Las mujeres de la época también usaban polvo de cardo seco para dar frescura al rostro. Pero el remedio ruso más famoso para mantener la piel tersa, usado tanto por campesinas como por zarinas, era frotarse con nieve o hielo. Durante los largos inviernos, las campesinas solían ir al baño de vapor y luego sumergirse en un agujero de hielo o en montones de nieve, lo que ayudaba a tonificar la piel.
La nobleza tampoco se quedaba atrás. Adrián Gribovski, secretario del gabinete de Catalina la Grande, escribió que durante su aseo matutino “la emperatriz se frotaba el rostro con hielo”. La irlandesa Martha Wilmot, que visitó Rusia a comienzos del siglo XIX, escribió: “Cada mañana me traen un plato con hielo tan grueso como un vidrio, y yo, como una auténtica rusa, froto mis mejillas, de lo cual (me aseguran) saldrá un buen color en la piel”.
Al mismo tiempo, el uso de polvos y colorete no se abandonó; simplemente, ahora se elaboraban con fórmulas europeas sin plomo ni mercurio. En tiempos de Catalina la Grande, Rusia contaba con cuatro fábricas de polvo facial y cinco de colorete, además de importar cosméticos del extranjero. Un frasco de colorete costaba 80 kopeks, cuando con 10 o 12 kopeks una persona promedio podía comer abundantemente en una taberna.

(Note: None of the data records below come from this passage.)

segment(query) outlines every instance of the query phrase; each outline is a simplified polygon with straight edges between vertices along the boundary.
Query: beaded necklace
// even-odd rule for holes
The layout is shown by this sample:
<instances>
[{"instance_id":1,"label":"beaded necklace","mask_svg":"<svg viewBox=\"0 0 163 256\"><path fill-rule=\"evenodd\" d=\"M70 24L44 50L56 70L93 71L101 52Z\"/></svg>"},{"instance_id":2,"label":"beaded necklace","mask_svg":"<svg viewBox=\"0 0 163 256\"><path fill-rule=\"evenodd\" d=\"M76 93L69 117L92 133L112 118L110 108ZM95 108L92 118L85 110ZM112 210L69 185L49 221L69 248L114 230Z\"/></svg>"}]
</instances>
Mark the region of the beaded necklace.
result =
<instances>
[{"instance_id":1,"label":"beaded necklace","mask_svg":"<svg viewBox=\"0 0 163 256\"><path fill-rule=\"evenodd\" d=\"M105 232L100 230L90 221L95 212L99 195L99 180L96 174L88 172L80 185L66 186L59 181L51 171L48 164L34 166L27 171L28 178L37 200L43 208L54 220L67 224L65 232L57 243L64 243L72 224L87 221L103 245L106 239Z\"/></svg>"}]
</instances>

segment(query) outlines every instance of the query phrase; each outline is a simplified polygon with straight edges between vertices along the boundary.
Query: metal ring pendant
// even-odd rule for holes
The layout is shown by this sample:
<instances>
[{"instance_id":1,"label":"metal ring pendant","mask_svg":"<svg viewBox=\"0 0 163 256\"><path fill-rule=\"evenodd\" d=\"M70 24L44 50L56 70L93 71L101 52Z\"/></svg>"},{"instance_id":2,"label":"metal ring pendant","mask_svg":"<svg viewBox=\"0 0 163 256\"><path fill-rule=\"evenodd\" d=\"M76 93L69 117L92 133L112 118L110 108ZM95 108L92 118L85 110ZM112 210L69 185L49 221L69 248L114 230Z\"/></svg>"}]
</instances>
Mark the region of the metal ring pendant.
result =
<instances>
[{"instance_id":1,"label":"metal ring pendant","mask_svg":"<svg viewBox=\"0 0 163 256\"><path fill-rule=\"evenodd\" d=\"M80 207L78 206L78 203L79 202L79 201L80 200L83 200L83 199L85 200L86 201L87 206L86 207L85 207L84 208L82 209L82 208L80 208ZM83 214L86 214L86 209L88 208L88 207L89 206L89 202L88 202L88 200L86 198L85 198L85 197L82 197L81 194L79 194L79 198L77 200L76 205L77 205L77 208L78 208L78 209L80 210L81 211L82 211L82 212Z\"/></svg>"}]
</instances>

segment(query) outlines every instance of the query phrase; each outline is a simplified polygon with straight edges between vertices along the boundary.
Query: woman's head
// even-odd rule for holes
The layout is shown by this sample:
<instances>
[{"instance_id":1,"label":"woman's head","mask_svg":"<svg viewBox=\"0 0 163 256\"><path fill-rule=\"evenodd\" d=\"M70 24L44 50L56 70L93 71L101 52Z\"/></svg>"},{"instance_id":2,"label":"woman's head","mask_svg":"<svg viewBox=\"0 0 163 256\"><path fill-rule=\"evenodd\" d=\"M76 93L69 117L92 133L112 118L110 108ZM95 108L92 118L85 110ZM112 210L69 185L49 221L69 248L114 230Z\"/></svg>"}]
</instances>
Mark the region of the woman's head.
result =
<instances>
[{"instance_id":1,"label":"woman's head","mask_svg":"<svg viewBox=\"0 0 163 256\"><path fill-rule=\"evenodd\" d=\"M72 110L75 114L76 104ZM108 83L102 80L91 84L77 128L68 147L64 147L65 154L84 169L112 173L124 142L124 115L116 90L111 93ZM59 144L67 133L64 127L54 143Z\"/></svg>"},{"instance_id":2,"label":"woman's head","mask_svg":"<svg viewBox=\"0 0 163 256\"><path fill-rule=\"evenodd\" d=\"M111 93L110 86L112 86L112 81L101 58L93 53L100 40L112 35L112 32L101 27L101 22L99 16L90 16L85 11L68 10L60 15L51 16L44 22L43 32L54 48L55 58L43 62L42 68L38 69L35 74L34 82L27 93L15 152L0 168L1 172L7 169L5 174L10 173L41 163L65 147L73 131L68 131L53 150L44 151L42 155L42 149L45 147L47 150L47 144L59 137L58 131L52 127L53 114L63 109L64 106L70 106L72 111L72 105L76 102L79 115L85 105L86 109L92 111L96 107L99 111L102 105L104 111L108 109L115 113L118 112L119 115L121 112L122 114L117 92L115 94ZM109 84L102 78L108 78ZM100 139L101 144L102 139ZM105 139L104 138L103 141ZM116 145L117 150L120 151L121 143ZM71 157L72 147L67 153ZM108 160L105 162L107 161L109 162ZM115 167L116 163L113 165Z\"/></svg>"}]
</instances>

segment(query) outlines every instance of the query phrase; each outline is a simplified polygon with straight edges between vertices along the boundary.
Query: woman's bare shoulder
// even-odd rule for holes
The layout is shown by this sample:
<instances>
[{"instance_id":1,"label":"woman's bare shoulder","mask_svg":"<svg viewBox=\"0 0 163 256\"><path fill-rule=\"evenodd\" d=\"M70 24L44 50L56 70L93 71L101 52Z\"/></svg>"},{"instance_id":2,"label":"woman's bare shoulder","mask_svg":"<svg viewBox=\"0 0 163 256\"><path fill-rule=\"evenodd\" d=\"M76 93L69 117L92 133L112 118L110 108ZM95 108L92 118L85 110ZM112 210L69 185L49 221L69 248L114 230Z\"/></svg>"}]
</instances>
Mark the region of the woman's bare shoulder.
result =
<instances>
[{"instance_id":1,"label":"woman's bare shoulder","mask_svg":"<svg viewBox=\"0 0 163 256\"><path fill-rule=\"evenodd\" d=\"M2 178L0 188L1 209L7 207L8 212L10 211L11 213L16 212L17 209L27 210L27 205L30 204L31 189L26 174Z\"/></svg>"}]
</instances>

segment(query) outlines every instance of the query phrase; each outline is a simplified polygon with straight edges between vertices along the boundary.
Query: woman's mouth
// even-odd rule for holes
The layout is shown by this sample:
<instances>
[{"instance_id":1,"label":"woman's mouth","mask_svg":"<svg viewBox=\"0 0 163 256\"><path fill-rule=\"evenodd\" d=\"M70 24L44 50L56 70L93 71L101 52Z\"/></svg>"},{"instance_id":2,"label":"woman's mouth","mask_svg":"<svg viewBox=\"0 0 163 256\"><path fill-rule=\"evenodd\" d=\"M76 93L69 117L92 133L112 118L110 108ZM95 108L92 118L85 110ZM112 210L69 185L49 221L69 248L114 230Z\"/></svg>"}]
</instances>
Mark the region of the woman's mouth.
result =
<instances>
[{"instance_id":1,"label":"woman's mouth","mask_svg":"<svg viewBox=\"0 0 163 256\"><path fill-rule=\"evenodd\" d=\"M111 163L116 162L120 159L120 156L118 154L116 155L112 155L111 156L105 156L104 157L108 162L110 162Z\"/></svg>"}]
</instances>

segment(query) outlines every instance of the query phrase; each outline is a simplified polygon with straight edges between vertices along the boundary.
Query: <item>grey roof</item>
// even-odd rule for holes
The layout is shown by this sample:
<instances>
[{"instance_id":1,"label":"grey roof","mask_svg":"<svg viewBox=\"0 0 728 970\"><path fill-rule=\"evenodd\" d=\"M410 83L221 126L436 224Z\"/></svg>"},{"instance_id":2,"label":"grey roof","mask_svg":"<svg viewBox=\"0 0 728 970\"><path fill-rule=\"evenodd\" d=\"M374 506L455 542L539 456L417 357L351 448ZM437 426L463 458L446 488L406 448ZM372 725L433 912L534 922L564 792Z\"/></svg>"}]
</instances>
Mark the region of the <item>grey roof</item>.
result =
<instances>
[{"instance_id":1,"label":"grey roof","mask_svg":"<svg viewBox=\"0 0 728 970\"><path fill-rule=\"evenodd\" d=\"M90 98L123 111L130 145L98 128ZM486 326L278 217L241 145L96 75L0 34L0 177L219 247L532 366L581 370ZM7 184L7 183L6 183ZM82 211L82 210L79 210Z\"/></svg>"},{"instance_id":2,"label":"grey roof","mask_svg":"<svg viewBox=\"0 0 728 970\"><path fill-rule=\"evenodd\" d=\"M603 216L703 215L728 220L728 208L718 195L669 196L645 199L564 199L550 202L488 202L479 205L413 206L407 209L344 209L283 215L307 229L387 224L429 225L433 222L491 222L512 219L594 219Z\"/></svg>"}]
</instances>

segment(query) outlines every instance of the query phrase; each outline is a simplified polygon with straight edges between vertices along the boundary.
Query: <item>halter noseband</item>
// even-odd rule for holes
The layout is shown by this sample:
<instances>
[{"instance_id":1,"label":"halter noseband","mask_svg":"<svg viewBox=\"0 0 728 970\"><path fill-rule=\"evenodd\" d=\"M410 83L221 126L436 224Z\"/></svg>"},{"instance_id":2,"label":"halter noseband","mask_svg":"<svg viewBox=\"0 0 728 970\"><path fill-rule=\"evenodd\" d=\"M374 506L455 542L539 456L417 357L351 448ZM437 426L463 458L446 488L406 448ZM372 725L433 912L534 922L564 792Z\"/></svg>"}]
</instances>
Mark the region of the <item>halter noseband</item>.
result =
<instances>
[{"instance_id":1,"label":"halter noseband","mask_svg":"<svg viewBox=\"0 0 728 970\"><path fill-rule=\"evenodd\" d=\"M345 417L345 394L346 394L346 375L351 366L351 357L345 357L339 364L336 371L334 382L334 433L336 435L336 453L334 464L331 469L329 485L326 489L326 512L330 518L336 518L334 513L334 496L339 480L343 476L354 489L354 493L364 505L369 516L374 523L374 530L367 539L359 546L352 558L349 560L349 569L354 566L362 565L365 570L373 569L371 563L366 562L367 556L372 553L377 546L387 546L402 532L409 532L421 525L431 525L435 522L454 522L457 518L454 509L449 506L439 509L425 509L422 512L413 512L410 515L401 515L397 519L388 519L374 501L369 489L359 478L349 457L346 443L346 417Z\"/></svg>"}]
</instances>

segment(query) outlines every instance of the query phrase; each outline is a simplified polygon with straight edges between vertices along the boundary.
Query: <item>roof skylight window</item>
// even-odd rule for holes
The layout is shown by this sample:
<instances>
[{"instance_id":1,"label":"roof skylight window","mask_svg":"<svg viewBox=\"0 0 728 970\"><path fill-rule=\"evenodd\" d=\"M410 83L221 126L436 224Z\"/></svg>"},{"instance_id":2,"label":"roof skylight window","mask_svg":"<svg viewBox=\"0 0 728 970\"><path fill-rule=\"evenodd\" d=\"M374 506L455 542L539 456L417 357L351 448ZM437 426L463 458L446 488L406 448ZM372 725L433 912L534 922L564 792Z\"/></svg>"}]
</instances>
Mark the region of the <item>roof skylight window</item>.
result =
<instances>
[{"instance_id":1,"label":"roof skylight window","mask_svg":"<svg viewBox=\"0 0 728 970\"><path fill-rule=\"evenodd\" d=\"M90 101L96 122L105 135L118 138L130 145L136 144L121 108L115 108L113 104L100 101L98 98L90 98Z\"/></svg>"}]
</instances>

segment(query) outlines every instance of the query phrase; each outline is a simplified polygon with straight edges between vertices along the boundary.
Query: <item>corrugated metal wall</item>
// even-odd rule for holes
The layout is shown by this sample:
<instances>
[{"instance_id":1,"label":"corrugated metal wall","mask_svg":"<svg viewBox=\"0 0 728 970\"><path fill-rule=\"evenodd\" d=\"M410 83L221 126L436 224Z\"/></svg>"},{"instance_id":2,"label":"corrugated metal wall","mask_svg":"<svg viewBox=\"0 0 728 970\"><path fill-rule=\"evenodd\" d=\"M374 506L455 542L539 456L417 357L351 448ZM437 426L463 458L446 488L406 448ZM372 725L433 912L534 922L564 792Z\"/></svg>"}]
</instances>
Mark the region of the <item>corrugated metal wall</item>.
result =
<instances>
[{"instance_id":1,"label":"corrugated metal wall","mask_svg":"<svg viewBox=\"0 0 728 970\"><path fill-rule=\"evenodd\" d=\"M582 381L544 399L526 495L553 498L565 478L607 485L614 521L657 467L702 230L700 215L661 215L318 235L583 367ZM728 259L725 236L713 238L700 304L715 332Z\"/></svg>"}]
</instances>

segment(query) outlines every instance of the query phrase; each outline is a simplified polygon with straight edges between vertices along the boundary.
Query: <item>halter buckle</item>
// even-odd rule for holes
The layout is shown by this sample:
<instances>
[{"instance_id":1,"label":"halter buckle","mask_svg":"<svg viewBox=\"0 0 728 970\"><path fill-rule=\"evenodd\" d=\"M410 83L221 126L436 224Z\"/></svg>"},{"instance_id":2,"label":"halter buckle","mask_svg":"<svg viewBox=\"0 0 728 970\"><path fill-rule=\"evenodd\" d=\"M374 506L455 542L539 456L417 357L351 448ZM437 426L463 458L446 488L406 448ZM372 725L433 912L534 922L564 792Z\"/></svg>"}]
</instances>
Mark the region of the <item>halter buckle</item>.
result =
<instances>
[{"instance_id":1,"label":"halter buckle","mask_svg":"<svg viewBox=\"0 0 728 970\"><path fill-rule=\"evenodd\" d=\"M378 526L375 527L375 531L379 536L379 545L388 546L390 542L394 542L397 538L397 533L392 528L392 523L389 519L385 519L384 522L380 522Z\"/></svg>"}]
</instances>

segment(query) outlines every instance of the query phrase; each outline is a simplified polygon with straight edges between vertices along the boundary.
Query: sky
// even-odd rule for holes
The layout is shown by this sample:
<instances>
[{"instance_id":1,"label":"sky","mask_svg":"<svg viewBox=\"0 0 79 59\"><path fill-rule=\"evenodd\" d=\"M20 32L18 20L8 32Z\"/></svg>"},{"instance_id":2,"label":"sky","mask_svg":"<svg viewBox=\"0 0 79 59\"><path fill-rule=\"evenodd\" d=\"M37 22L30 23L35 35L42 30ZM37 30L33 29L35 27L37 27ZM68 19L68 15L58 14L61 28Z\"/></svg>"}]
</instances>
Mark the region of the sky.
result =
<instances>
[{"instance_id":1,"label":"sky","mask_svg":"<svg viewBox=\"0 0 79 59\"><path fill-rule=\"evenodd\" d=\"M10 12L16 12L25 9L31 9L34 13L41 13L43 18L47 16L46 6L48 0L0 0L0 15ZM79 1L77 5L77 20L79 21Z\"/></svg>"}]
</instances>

Sin embargo, la historiadora Marina Bogdánova señala: “Para las jóvenes de la nueva época, pintarse y maquillarse como sus bisabuelas era impensable. Los cosméticos se diversificaron: el rubor se ofrecía en distintos tonos, del escarlata al rosa suave, y las mujeres elegían el color que mejor combinaba con sus cintas o vestidos”.
A finales del siglo XVIII, comenzaron a popularizarse en Rusia los libros y revistas de moda, en su mayoría traducidos, que ofrecían recetas para elaborar polvos, cremas y lociones caseras. Las damas rusas los usaban con frecuencia, y a comienzos del siglo XIX el maquillaje llamativo había pasado de moda. La apariencia natural, ligeramente empolvada, volvió a ser el ideal de belleza, y el mejor rubor era el que daba el propio rostro.